To understand the evolution of meanness it helps to put yourself in the shoes of our early ancestors. Imagine what life was like several thousand years ago. You live in a small tribe of people probably in Africa, Australia or South America. You live in mud huts and have little to protect you from harsh weather conditions, and the aggression of other tribes.
But that is only the half of it. People do not know why anything happens. They do not know enough about cause and effect. They often felt at the mercy of nature and forces beyond their control.
So what did they do?
They did what people do – even today. They started creating stories about what was happening in order to create a rationale a way of handling the events that occurred around them and to them.
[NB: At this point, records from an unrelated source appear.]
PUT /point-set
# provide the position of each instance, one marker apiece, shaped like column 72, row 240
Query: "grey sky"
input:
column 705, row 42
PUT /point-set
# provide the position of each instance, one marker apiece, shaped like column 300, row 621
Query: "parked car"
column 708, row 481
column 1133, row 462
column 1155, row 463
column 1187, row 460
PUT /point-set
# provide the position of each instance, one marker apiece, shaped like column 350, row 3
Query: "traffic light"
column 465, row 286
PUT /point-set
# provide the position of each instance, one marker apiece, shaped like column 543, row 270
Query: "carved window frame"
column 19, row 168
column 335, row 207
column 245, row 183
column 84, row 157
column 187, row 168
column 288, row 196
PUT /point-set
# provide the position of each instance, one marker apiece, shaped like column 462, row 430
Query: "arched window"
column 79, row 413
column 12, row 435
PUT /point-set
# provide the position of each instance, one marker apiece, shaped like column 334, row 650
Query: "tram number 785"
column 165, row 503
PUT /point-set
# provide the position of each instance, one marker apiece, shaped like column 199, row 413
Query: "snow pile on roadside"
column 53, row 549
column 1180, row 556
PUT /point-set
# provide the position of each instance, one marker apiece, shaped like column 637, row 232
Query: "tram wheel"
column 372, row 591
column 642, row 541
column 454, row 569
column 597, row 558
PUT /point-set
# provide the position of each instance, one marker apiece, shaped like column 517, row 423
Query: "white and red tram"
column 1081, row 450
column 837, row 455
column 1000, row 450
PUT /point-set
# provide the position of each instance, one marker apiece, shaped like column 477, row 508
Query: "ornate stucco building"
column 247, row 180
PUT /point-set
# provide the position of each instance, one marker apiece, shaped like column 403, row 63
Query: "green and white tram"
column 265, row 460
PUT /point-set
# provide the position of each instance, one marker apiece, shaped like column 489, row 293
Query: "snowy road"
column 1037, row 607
They dealt with uncertainty and tragedy by creating explanations:
- they created gods and goddesses and also sorts of myths to explain human behavior
- they became very attuned to nature and created many supernatural explanations for the behavior of nature.
- they were very attuned to the energy of the universe
A perfect example is Dreamtime and dreaming created by the Australian aborigines. Dreamtime is the aboriginal creation story is the starting point and basis of aboriginal culture. Dreaming is used to explain everything from how a bird got its colors to how humans are created. Aborigines used Dreamtime to explain spiritual concepts like eternity and earth concepts like weather events.
The point of this is not to describe aborigines as mean people – far from it. It’s to help understand something about stories.
How Meanness Got The Upper Hand
It isn’t really meanness that got the upper hand. Stories did.
To this day we attach to stories about ourselves and others, our country and other countries for better or worse.
Stories are powerful.
At one time, stories were all that we had to communicate cultural identity and life. They were our first form of education and are a wonderful way to talk about the mysteries of life. Stories bring our experience to life and help us connect with the web of life that constitutes our world. Certainly the aborigines used their stories that way.
The Dark Side Of Stories
However, stories can have a dark side. Because of the way we engage with stories they can take on a life of their own.
Look at what happens when a story is created and used to bully someone. Some people commit suicide because the story being told about them becomes entrenched and they cannot do anything to correct it. Stories used in such a malicious way can destroy lives.
Stories are often wrong although that may be hard for us to understand when we are in the middle of one. One of the reasons stories are so powerful is because they engage with our imaginations. Our imagination can be a very open place, susceptible to stories that play on our fears. Stories that play on our fears, negative experiences or our wounded self can easily be malicious and escape the serious scrutiny that they deserve.
Stories form our connection with others and our identities. What happens when we have a story that is totally different from everyone else in our social group? It may be interesting but it will also feel uncomfortable. Then again how many of us allow our stories to be the cultural story we are told when we are young? How much of the differences between men and women are about the long cultural story of each sex and not about the actual people in a relationship?
Using Stories Wisely
It is important to be very mindful about the stories we tell as well as the stories we believe. It will help us to support stories for their positive social and cultural contribution and help us avoid promoting malicious stories that feed the meanness between people.